Gone before it ever had a chance to live.
Tears streamed down my face.
I sobbed without sound. My wrists were still cuffed to the rails.
I strained against the restraints as if I could force them to hand the baby back to me.
Harlan leaned closer.
Close enough that I could smell coffee and cheap cologne on his breath.
“Told you it wouldn’t make it,” he whispered.

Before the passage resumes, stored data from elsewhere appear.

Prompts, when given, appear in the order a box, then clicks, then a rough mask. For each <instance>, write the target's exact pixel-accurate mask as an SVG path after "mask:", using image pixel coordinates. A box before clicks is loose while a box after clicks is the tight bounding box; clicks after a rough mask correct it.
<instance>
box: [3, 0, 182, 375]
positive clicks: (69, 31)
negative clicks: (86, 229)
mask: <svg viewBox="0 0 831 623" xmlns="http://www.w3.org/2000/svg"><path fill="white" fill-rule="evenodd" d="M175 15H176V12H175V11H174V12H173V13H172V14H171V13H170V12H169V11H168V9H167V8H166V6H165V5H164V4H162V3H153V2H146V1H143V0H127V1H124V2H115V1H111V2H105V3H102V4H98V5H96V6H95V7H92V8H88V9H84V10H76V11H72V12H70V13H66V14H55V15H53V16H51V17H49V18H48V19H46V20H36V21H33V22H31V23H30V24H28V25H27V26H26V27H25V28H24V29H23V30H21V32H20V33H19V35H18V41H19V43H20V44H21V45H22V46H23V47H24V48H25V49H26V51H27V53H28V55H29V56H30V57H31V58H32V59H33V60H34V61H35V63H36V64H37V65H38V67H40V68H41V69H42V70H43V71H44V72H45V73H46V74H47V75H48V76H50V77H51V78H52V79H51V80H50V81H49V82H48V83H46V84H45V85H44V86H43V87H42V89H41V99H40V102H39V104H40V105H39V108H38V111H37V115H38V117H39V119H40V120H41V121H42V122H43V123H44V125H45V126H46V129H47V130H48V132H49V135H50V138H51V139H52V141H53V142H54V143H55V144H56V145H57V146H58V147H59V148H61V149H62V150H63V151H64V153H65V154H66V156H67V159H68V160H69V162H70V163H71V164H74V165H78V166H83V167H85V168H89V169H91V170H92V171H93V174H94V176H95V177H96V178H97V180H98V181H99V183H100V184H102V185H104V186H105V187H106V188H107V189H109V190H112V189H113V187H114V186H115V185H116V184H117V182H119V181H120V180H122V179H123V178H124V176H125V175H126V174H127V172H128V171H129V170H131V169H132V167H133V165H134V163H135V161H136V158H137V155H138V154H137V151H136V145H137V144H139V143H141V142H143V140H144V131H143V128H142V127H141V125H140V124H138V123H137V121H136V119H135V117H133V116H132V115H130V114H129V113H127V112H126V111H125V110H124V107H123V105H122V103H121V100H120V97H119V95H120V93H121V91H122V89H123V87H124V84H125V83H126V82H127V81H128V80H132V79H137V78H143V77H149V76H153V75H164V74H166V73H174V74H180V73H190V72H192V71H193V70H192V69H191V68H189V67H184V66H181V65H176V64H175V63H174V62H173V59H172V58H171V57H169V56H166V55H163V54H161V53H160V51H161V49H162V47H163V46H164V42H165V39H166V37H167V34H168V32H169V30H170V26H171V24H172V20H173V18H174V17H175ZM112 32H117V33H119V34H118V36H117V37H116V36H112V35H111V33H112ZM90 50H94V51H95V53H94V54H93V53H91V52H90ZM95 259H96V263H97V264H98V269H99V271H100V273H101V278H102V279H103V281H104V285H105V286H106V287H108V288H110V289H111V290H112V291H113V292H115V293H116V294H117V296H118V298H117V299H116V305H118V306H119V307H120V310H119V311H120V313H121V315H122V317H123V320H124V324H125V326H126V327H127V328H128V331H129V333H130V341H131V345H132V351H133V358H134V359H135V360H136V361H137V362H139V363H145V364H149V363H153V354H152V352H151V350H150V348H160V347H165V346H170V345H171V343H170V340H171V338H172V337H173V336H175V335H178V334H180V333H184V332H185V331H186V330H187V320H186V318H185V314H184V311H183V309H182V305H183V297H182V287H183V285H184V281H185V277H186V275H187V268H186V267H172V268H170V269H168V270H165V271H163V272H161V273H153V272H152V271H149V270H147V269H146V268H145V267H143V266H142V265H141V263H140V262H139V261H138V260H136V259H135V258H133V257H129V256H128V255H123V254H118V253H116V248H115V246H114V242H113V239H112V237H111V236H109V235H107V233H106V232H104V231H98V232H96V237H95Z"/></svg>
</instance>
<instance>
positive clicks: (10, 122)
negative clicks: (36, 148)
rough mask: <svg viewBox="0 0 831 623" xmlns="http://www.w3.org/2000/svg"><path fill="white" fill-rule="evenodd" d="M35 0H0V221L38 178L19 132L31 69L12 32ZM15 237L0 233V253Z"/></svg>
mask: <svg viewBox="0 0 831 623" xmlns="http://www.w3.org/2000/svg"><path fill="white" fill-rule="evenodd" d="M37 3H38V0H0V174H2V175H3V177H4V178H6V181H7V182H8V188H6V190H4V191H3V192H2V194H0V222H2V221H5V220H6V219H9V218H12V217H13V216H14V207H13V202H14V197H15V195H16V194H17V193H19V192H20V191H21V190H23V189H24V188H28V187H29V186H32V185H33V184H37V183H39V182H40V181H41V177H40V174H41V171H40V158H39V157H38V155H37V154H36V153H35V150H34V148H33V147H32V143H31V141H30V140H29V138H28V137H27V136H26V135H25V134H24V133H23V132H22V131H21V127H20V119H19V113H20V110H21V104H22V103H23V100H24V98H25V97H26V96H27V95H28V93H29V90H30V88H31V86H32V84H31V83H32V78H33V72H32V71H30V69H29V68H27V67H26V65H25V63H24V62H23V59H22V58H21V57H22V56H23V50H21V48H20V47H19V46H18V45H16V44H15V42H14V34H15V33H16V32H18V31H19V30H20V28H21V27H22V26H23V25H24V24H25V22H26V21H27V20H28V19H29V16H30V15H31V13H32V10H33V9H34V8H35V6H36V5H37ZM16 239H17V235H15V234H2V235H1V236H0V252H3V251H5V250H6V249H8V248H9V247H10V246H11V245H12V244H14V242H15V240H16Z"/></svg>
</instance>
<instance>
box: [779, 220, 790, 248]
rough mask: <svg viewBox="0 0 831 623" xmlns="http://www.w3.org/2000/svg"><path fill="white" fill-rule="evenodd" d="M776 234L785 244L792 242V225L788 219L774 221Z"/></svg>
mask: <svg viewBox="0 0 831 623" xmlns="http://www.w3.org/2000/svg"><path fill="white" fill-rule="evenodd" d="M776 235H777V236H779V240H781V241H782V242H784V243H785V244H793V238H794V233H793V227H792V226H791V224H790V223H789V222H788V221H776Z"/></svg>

His mouth curved into a slow, triumphant smirk.
“Should’ve listened.”
He enjoyed it.
He enjoyed watching my hope collapse.
They took the body away before I could even touch it.
Before I could kiss its forehead. Before I could memorize its features.
I lay there for hours afterward.
Bleeding. Empty. Useless.
Staring at the ceiling while my body shook from shock and loss.
Part of me wanted to die in that room.
Part of me wished the bleeding would just continue until everything inside me went dark.
But I didn’t die.
I survived.
And that survival felt like punishment.
That wound never closed.
It festered.
Every time I closed my eyes, I saw that tiny face.
Perfect except for the stillness.
Perfect except for the absence of breath.
I had carried that child through eight months of hell.
Starvation that left me so weak I could barely stand.
Beatings that cracked ribs and bruised organs.
Thirst that made my tongue swell and my lips split.